Skip to content

Example: setting up a combinations based Linked Data Fragments experiment

Ruben Taelman edited this page Aug 13, 2021 · 2 revisions

This guides gives a quick example of how jbr can be used to initialize, prepare, and run a combinations-based experiment, which repeats the same experiment for different factor values.

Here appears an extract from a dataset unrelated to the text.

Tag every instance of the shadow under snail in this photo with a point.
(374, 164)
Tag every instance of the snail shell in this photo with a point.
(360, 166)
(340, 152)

This guides knowledge about how to setup a basic jbr experiment.

1. Initialize

In this guide, we're going to create a an experiment for measuring the performance of Comunica over an LDF server (with NGINX cache) using the WatDiv benchmark. Our experiment will have two combinations:

  • LDF query execution with NGINX cache
  • LDF query execution without NGINX cache

If you want to initialize a combinations-based experiment, you will need to initialize your experiment by passing the -c flag:

$ jbr init -c watdiv ldf-performance-combinations

Initialized new combinations-based experiment in /Users/rtaelman/experiments/ldf-performance-combinations

This experiment requires handlers for the following hooks before it can be used:
  - hookSparqlEndpoint
Initialize these hooks by calling 'jbr set-hook <hook> <handler>'

✨ Done in 11.30s

After executing this command, the ldf-performance-combinations directory will have been created, so let's navigate to it:

$ cd ldf-performance

2. Set hooks

The output of the init command told us that we still need to configure a handler for the hookSparqlEndpoint hook, which will be the SPARQL endpoint our benchmark targets.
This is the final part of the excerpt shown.